All five of them gained entrance without disturbing the crime scene protection on the outside. They had two flashlights among them. Three of them wore pairs of Mrs. Beesom’s gardening gloves. Libby wore a pair of gloves she’d used as a prissy librarian in a school play—convincing she was not. Doug wore rags wrapped around his hands, again compliments of Betty Beesom. Charlie had explained that fingerprints were not the only source of identity you could leave behind. You left skin flakes or follicles or something wherever you walked.
Maggie quickly brushed that aside. “They’ve already tested for all that. Besides we’ve already been inside and they have no reason to do those tests again. They are very busy people. And as long as it takes to test all the evidence anyway, Jeremy’s murderer will probably be known by then.”
Half of Charlie was afraid Maggie was right. The other half hoped the lights would suddenly come on and Detective Amuller, in the company of a gofer or two, would swish his raincoat and announce, “Aha, we knew you would try this—and now explain yourselves.”
Well, that’s how she’d write the script.
Charlie, babe, this is not a script.
“I know, but—”
“You know what?” Libby squeaked, stopping in front of Charlie so abruptly they both stumbled into one of the triangular coffee tables which upended and dumped its arty but empty vase, luckily on carpet so it didn’t break. “Whoa, you can’t even breathe in this place.”
“I feel like Nancy Drew,” Doug Esterhazie said without enthusiasm.
“You look like her, too,” Libby came back.
They all started when the refrigerator shut off. Even that slight white noise had been loud compared to the emptiness that replaced it. The house smelled empty, too. No lingering scent of soap or cooking or aftershave on the still air. It felt more than just forsaken, it felt void of Jeremy.

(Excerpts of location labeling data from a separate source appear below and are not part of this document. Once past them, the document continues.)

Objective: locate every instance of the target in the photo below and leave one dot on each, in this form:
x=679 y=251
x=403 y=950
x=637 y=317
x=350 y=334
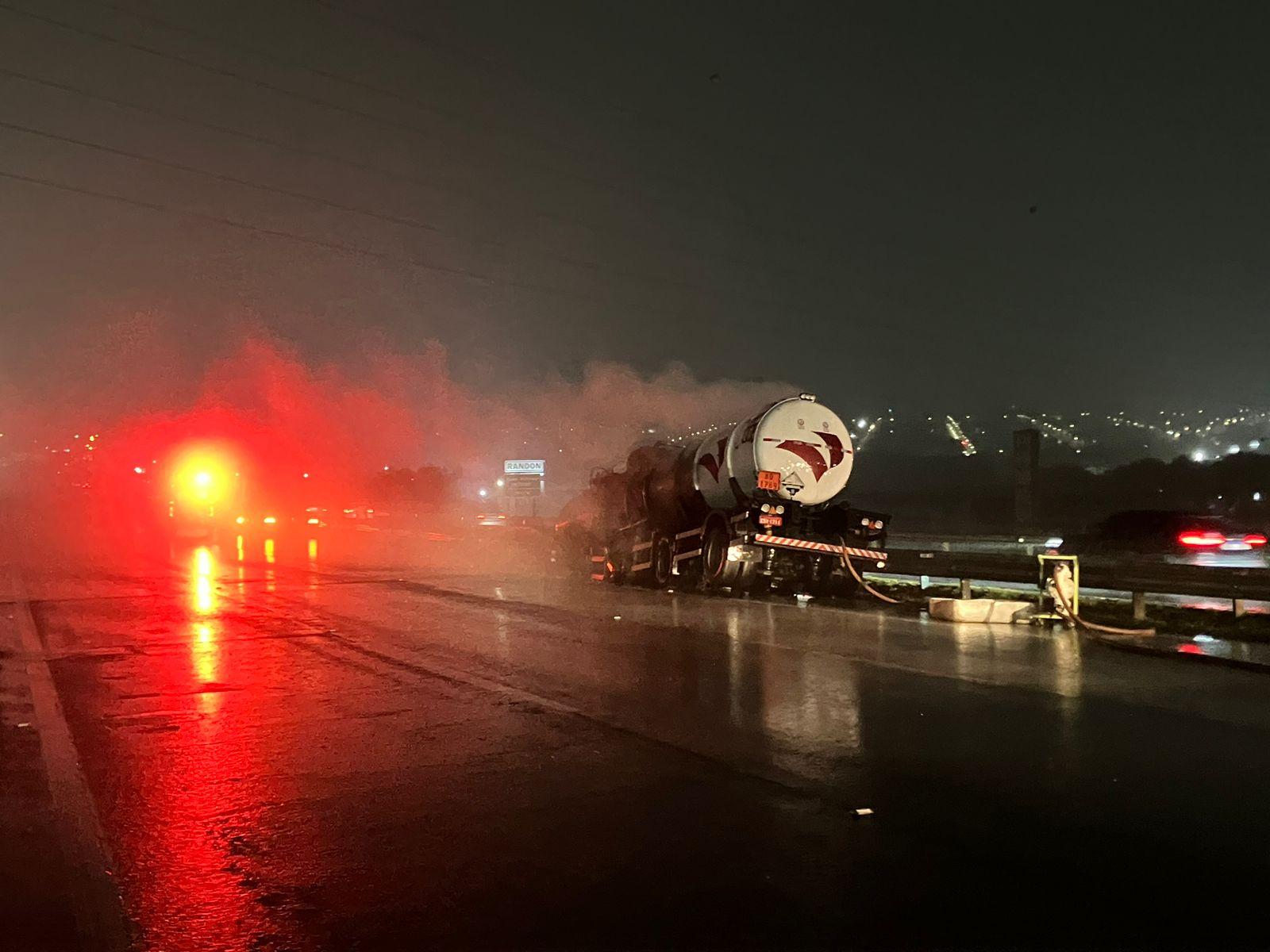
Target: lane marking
x=95 y=903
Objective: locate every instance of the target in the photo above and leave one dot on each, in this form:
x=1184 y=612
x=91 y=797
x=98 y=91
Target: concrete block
x=977 y=609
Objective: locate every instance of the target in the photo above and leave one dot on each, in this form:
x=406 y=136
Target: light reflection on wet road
x=294 y=755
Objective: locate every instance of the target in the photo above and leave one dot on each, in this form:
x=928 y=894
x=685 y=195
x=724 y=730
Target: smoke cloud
x=141 y=389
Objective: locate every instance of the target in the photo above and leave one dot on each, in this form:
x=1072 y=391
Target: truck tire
x=714 y=559
x=664 y=562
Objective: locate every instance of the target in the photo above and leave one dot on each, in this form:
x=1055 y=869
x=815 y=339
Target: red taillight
x=1202 y=539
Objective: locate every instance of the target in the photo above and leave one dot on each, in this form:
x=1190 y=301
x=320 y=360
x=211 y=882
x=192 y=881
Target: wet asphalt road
x=314 y=750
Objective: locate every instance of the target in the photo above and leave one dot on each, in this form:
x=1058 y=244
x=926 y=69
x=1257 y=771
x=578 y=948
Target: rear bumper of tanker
x=753 y=550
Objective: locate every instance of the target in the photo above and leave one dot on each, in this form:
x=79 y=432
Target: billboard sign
x=525 y=467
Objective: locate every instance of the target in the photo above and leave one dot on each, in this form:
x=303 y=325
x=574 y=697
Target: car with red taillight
x=1197 y=539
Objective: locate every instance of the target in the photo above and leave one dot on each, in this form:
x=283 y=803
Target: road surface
x=305 y=747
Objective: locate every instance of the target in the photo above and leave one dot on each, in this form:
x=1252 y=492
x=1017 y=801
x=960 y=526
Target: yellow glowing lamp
x=201 y=478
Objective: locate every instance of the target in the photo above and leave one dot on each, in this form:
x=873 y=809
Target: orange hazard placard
x=768 y=480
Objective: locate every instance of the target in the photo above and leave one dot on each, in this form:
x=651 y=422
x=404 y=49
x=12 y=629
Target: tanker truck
x=756 y=507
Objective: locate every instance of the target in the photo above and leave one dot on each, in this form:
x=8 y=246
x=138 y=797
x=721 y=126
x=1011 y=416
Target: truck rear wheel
x=714 y=558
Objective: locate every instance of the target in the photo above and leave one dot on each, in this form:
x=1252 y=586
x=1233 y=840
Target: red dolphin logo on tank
x=714 y=461
x=810 y=452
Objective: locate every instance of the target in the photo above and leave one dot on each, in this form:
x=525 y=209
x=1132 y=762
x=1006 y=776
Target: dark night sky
x=846 y=207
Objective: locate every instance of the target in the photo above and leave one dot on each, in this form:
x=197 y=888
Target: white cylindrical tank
x=802 y=441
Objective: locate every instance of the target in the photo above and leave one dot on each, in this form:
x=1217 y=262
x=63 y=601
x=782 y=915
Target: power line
x=302 y=97
x=787 y=271
x=342 y=247
x=452 y=114
x=594 y=267
x=217 y=175
x=381 y=173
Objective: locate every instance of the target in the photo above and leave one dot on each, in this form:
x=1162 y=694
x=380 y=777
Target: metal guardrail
x=1134 y=577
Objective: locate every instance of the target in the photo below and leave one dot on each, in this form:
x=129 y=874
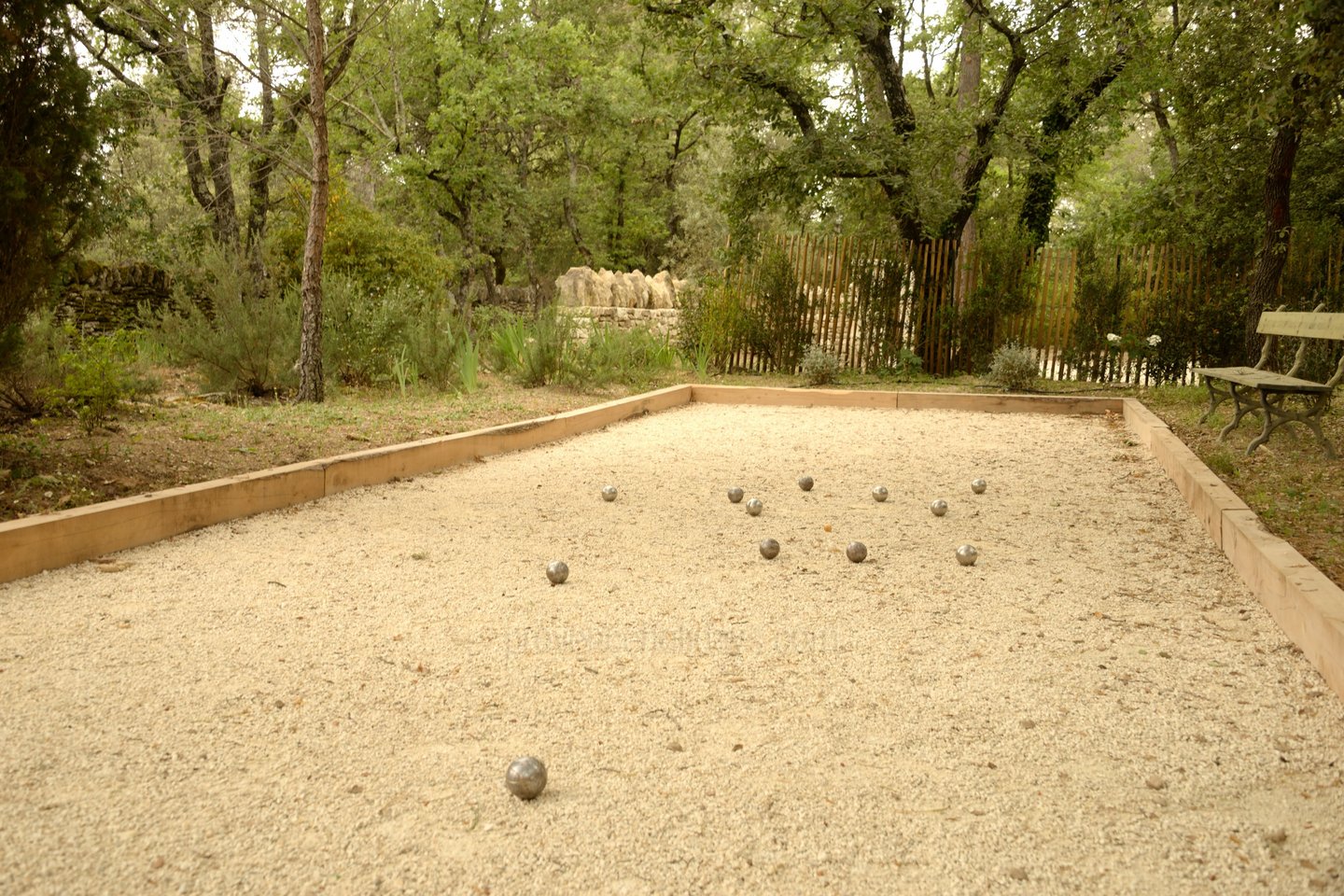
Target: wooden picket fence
x=868 y=301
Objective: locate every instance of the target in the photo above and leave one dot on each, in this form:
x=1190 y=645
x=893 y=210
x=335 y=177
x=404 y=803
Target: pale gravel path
x=324 y=699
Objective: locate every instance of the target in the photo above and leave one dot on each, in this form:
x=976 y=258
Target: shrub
x=33 y=367
x=778 y=315
x=819 y=366
x=714 y=323
x=1014 y=367
x=1004 y=289
x=97 y=375
x=610 y=355
x=230 y=327
x=399 y=335
x=362 y=244
x=544 y=349
x=54 y=369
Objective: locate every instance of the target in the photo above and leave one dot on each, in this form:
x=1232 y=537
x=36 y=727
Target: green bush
x=1014 y=367
x=903 y=366
x=231 y=328
x=878 y=287
x=1102 y=284
x=97 y=375
x=58 y=370
x=819 y=366
x=778 y=327
x=363 y=245
x=633 y=357
x=714 y=323
x=544 y=351
x=1004 y=289
x=33 y=367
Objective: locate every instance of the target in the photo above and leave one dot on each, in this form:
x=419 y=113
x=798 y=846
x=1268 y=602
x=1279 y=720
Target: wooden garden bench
x=1258 y=388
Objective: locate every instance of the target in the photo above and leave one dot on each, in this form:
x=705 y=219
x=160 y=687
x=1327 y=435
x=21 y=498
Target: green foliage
x=58 y=370
x=399 y=335
x=819 y=366
x=1004 y=287
x=544 y=348
x=97 y=375
x=49 y=140
x=633 y=357
x=1101 y=290
x=777 y=318
x=879 y=287
x=904 y=366
x=1014 y=367
x=231 y=328
x=363 y=246
x=714 y=321
x=31 y=369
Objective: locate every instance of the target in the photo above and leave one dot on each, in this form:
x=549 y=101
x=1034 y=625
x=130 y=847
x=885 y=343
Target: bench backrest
x=1303 y=324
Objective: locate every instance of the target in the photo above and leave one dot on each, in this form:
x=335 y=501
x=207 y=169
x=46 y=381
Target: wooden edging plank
x=54 y=540
x=912 y=400
x=1305 y=603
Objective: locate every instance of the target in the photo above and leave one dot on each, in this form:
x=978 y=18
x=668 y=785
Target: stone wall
x=103 y=299
x=623 y=300
x=660 y=321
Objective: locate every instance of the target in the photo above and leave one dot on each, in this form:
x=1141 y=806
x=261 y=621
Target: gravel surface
x=326 y=699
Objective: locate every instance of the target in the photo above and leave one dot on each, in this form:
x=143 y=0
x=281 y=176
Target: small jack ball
x=525 y=778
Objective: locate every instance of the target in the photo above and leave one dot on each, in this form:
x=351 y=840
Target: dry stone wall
x=623 y=300
x=103 y=299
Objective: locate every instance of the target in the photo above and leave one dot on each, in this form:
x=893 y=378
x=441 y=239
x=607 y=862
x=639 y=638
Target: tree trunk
x=1279 y=225
x=311 y=284
x=570 y=217
x=1038 y=205
x=217 y=133
x=968 y=97
x=263 y=159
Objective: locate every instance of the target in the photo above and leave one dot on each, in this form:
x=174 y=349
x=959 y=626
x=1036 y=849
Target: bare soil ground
x=326 y=699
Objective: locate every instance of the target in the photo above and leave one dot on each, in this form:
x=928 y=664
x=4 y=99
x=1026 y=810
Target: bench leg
x=1215 y=398
x=1242 y=409
x=1276 y=415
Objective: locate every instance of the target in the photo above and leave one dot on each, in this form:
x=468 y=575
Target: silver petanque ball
x=525 y=778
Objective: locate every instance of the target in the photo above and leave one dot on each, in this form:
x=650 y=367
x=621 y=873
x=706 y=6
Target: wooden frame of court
x=1305 y=603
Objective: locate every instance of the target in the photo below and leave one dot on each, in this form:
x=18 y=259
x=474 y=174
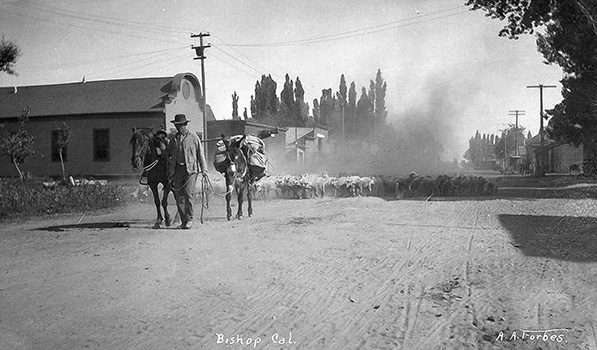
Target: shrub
x=17 y=199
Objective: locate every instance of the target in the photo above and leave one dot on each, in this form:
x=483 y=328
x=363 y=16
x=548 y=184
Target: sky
x=444 y=64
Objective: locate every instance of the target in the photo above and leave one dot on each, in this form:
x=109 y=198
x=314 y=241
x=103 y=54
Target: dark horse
x=149 y=154
x=239 y=174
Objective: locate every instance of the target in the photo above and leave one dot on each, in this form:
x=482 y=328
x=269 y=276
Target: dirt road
x=355 y=273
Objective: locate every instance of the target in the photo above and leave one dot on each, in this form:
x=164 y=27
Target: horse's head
x=139 y=142
x=234 y=153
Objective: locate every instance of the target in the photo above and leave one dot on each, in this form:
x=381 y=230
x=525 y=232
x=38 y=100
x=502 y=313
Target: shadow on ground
x=557 y=237
x=92 y=225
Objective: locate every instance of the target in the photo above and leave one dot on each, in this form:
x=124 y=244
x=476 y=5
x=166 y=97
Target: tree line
x=346 y=114
x=568 y=39
x=487 y=148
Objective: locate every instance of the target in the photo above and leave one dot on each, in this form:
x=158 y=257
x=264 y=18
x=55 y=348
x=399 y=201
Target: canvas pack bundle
x=256 y=152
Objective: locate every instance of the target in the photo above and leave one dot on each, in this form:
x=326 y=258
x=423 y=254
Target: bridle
x=144 y=140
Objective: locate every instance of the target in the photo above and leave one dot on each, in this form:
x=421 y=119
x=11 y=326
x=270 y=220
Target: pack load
x=256 y=158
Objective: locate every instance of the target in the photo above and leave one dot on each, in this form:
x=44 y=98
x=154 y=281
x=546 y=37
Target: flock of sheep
x=321 y=185
x=411 y=186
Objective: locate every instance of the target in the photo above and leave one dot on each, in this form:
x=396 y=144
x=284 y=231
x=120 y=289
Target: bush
x=18 y=199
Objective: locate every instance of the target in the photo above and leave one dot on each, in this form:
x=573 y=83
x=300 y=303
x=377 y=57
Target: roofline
x=115 y=114
x=94 y=81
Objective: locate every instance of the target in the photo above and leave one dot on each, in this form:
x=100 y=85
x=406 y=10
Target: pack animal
x=241 y=159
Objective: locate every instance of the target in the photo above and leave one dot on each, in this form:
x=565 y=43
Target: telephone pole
x=200 y=51
x=541 y=160
x=516 y=113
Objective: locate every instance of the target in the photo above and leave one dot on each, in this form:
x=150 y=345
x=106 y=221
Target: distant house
x=304 y=144
x=559 y=156
x=100 y=115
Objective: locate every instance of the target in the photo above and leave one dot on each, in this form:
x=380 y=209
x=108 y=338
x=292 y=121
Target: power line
x=352 y=33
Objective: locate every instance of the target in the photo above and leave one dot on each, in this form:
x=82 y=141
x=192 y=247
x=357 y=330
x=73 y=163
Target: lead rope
x=204 y=198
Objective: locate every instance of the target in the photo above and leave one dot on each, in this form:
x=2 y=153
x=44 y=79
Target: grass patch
x=33 y=198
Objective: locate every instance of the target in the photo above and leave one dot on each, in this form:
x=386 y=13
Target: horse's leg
x=165 y=203
x=240 y=189
x=228 y=196
x=156 y=200
x=249 y=200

Mrs. Beesom opened the refrigerator and they all gathered around like ghouls, the light flattening and whitening their faces. Yogurt, bread, oranges, raisins, milk, vodka, vermouth, and gin—and a vegetable bin stuffed with plastic bags they didn’t open.
The freezer side had ice cream, frozen pasta dinners. At least he ate here.
Charlie rolled back the top of a modern version of a rolltop desk (it was white, for one thing) in the dining room which, like in all the houses, was on a ledge level with the kitchen, two steps up from the living room.
A blank notepad, some pens, stamps, blank envelopes. No business cards, check blanks, credit-card receipts, bank statements. “How did he pay his bills? How did he pay Kate Gonzales?”
“He could have paid Kate in cash and other service and repair people,” Maggie said. “You can pay a lot of bills by direct debit of a checking account. I don’t know about all of them. I wonder if he paid taxes.”
“He paid in full for this house, I know. So he wouldn’t have a mortgage payment,” Mrs Beesom said, lowering herself to a stair with a grunt. “But he’d still have taxes. I just figured he sold another bigger house and put the money into this one.”
“Must have had a lot to hide,” Doug said, “to go to all that trouble.”
“By now Detective Amuller and crew have to have contacted, say, the phone company or Edison to find out how he was billed and how he paid. If it was a debit to a checking account, that account had to have been in somebody’s name who had ID—Social Security at the least.”
“I don’t know, Charlie. If you had your money in a trust fund, you could have all your bills sent there and the fund managers would pay them,” Maggie said. “Of course, your trust fund would know who you were.”